Caroline
Grandjean,
auteur poète clown pianiste.
Née le 4janvier 1981 à Saint Hilaire La Palud. Vit en Bretagne.
Ecrivant depuis plus d’une dizaine d’année, j’ai
décidé de
me consacrer à l’écriture, mais si l’écrit est mon
pilier central, les autres
arts tournent autour, la peinture, le théâtre, en
particulier le clown, le
piano et la danse, j’ai besoin de tous ces arts, il me permettent
d’écrire.
Castou est né à Ménilmontant au printemps 2006.
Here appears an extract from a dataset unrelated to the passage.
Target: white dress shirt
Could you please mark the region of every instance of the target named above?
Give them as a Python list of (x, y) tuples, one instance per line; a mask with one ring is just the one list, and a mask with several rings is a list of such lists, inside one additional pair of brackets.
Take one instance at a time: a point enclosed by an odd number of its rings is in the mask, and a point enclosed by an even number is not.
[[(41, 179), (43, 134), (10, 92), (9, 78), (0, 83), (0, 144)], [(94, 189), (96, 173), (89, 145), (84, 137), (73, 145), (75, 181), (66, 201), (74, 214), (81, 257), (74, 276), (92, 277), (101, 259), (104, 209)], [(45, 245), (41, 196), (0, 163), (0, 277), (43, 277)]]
Passant devant un petit café
qui cherchait des artistes, il m’a tiré par la manche et nous
sommes entrés,
mon clown et moi. Le lendemain, on jouait pour la première fois
avec piano et
tabouret à visse, Petit Clown, comme l’appelait le patron du
Plex Y Glasse
n’avait ni nom ni nez rouge, le nom, le nez et le maquillage sont venu
plus
tard. Petit Clown, le visage sans far ni nez s’accompagnait au piano en
lisant
mes poèmes, improvisant toutes sortes de mimes et danses, je
tentait de fixer à
l’avance une petite mise en scène mais ça
débordait toujours, bien souvent je
me laissais complètement aller. Un soir Petit Clown a
cassé un sous verre avec
son tabouret à visse, en hurlant
« liberté ! » perché sur un
autre siège et le tabouret en l’air, une autre réplique
d’une certaine statue
célèbre… et boum le sous verre ! Petit clown a
continué sans se démonter.
A la fermeture le patron a dit « Petit clown y casse
tout ! »
Castou venait de naître. Ensuite Castou a rencontré
Charlougil et nous avons
monté en une semaine « Balade au bord de la
scène » Poésie, danse,
mime, chant, piano. Après deux représentations le duo
s’est arrêté, mais nous
espérons reprendre. A présent Castou a un nom de famille
et un costume qui ne
changera plus. Pour l’instant il ne fait plus que la lecture de mes
recueils de
poésie, en lecture spectacle, avec Charlougile. Mais Castou La
Joie n’a hélas
pas encore d’existence officielle, il fait pourtant partie
intégrante de mon
travail poétique. Mes premiers ouvrages achevés sont des
recueils de poésie.
Mais j’en écris de moins en moins, ou pas sous la même
forme. J’ai de nombreux
travaux en cours (un peu trop à mon goût) Nouvelles,
textes en proses, pièces
de théâtre, romans. Je ne peux pas m’empêcher de
travailler plusieurs ouvrages
en même temps, tant ma boulimie d’écrire est grande,
ensuite je m’acharne à
terminer…
Il y a deux ans, j’ai fini par décoller, j’ai été publiée dans la revue « Borborygmes ». L’hiver venu j’ai signé aux éditions Le Manuscrit pour mon premier ouvrage « Les chemins de l’arbre à Plumes » Et la foudre s’est acharnée sur ce pauvre nouveau né !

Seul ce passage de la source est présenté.